Growing Tomatoes
Once you have sown your tomato seeds, seen them germinate, then planted them, you must look after them to raise a crop successfully.
The usual method of growing tomatoes is as cordons, ie they have one main stem with leaves and trusses (sprigs of tomatoes) coming off it although
some varieties can be grown as bushes which have muliple stems. There are also trailing varieties that can be grown in containers and hanging baskets. Extra care must be taken
if tomatoes are grown in containers, baskets or 'growbags' that they do not dry out.
Cordon cultivation
- As the plants grow, periodically tie them to the bamboo poles you put in when they were planted.

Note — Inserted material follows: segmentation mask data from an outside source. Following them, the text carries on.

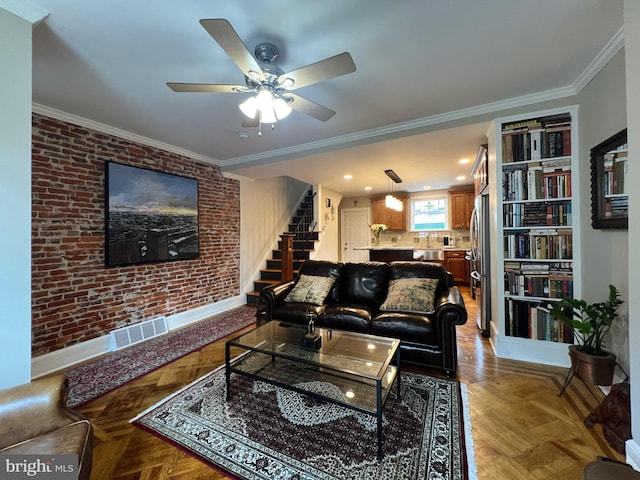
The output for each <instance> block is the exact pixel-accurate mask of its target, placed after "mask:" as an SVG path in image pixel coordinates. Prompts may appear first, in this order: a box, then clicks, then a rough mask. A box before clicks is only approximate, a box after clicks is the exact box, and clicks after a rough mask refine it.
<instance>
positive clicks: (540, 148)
mask: <svg viewBox="0 0 640 480" xmlns="http://www.w3.org/2000/svg"><path fill="white" fill-rule="evenodd" d="M570 155H571V118H569V117H564V118H562V119H559V120H551V121H549V120H547V119H546V118H545V119H533V120H531V121H525V122H516V123H509V124H504V125H503V126H502V161H503V163H512V162H526V161H530V160H537V159H544V158H554V157H562V156H570Z"/></svg>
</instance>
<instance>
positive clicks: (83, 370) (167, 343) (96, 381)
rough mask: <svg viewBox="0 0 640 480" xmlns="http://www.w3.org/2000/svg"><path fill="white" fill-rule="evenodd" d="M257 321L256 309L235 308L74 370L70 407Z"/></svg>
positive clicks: (69, 388)
mask: <svg viewBox="0 0 640 480" xmlns="http://www.w3.org/2000/svg"><path fill="white" fill-rule="evenodd" d="M255 321H256V309H255V308H252V307H246V306H242V307H238V308H234V309H233V310H229V311H227V312H223V313H220V314H218V315H213V316H212V317H210V318H207V319H205V320H202V321H200V322H197V323H194V324H193V325H189V326H186V327H183V328H180V329H177V330H173V331H171V332H169V333H167V334H166V335H162V336H160V337H155V338H152V339H150V340H147V341H146V342H142V343H138V344H136V345H132V346H131V347H127V348H124V349H122V350H119V351H117V352H113V353H111V354H109V355H107V356H105V357H102V358H100V359H98V360H96V361H94V362H90V363H87V364H85V365H81V366H79V367H76V368H73V369H71V370H69V371H67V372H66V374H67V377H69V399H68V401H67V405H68V406H70V407H76V406H78V405H80V404H82V403H86V402H88V401H89V400H93V399H94V398H96V397H98V396H100V395H102V394H104V393H107V392H109V391H111V390H113V389H115V388H117V387H119V386H121V385H124V384H125V383H127V382H130V381H131V380H133V379H135V378H138V377H139V376H141V375H144V374H145V373H149V372H151V371H152V370H155V369H156V368H159V367H161V366H163V365H166V364H167V363H169V362H171V361H173V360H175V359H177V358H180V357H182V356H184V355H186V354H188V353H191V352H193V351H194V350H197V349H199V348H201V347H203V346H205V345H208V344H209V343H212V342H215V341H216V340H219V339H220V338H222V337H225V336H227V335H229V334H231V333H234V332H237V331H238V330H241V329H243V328H244V327H247V326H249V325H251V324H252V323H255Z"/></svg>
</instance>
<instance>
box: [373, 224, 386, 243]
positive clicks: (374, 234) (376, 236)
mask: <svg viewBox="0 0 640 480" xmlns="http://www.w3.org/2000/svg"><path fill="white" fill-rule="evenodd" d="M370 228H371V231H372V232H373V238H374V240H375V244H376V245H380V234H381V233H382V232H384V231H385V230H386V229H387V226H386V225H385V224H384V223H374V224H373V225H370Z"/></svg>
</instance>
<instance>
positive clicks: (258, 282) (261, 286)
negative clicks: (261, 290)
mask: <svg viewBox="0 0 640 480" xmlns="http://www.w3.org/2000/svg"><path fill="white" fill-rule="evenodd" d="M276 283H280V279H279V278H278V279H275V280H268V279H262V278H261V279H260V280H254V281H253V288H254V290H256V291H257V292H260V291H261V290H262V289H263V288H264V287H270V286H271V285H275V284H276Z"/></svg>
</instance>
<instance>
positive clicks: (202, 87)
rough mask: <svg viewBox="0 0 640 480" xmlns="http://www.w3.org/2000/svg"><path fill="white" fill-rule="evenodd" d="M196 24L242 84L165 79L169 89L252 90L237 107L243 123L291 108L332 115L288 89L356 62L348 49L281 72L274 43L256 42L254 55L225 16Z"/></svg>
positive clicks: (327, 75) (220, 91) (178, 90)
mask: <svg viewBox="0 0 640 480" xmlns="http://www.w3.org/2000/svg"><path fill="white" fill-rule="evenodd" d="M200 24H201V25H202V26H203V27H204V29H205V30H206V31H207V32H208V33H209V35H211V36H212V37H213V39H214V40H215V41H216V42H218V44H219V45H220V46H221V47H222V49H223V50H224V51H225V52H226V53H227V55H229V57H231V60H233V61H234V63H235V64H236V65H237V66H238V67H239V68H240V70H242V72H243V73H244V75H245V84H244V85H221V84H204V83H167V86H168V87H169V88H171V89H172V90H173V91H175V92H211V93H255V94H256V95H255V96H252V97H250V98H249V99H247V100H246V101H245V102H243V103H242V104H241V105H240V109H241V110H242V111H243V113H244V114H245V116H246V118H245V121H244V122H243V124H242V126H243V127H256V126H259V125H260V124H261V123H275V122H276V121H277V120H281V119H282V118H284V117H285V116H287V115H288V114H289V112H290V111H291V109H294V110H297V111H299V112H302V113H304V114H306V115H309V116H310V117H313V118H315V119H318V120H321V121H323V122H326V121H327V120H329V119H330V118H331V117H333V116H334V115H335V113H336V112H334V111H333V110H331V109H329V108H327V107H324V106H322V105H319V104H317V103H314V102H312V101H311V100H307V99H306V98H303V97H301V96H300V95H296V94H295V93H291V91H292V90H296V89H298V88H302V87H306V86H308V85H312V84H314V83H318V82H321V81H324V80H328V79H330V78H334V77H338V76H340V75H345V74H347V73H352V72H354V71H355V70H356V66H355V64H354V63H353V59H352V58H351V55H349V53H348V52H344V53H340V54H338V55H335V56H333V57H329V58H326V59H324V60H320V61H319V62H316V63H313V64H311V65H307V66H305V67H301V68H298V69H296V70H292V71H291V72H287V73H285V72H283V70H282V69H281V68H280V67H278V66H277V65H275V64H274V63H275V62H276V61H277V59H278V56H279V51H278V48H277V47H276V46H275V45H272V44H270V43H261V44H259V45H257V46H256V48H255V51H254V53H255V57H254V56H253V55H251V52H250V51H249V50H248V49H247V47H246V46H245V44H244V43H243V42H242V40H241V39H240V37H239V36H238V34H237V33H236V31H235V30H234V29H233V27H232V26H231V24H230V23H229V22H228V21H227V20H225V19H222V18H217V19H202V20H200Z"/></svg>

- Every few days check for side growths between the main stem and leaf stems and remove them when they are large enough to handle, probably about one inch long.
- When there are four or five trusses of tomatoes on a plant, remove the growing tip from the main stem about two leaves above the top truss so that the plant's energy goes into growing and ripening the fruit.
General Cultivation
- Do not allow tomatoes to dry out. If they do, the fruit might split or the crop reduced.
- In dry weather, they can need as much as 2 gallons (about 10 litres) per plant weekly.
- Once the first fruit has set, feed with a special high potash tomato fertilizer, following the directions on the bottle.
- Harvest tomatoes as they ripen.
- If the weather turns cool before all the fruit have ripened, usually September or October, it might be possible to ripen them on sunny windowsills
or by wrapping them individually in clean newspaper and put them in a drawer or box. A few ripe tomatoes or a banana is said to help the process.
Personally, I prefer to make green tomato chutney because tomatoes ripened this way are never as good as those ripened naturally in my opinion.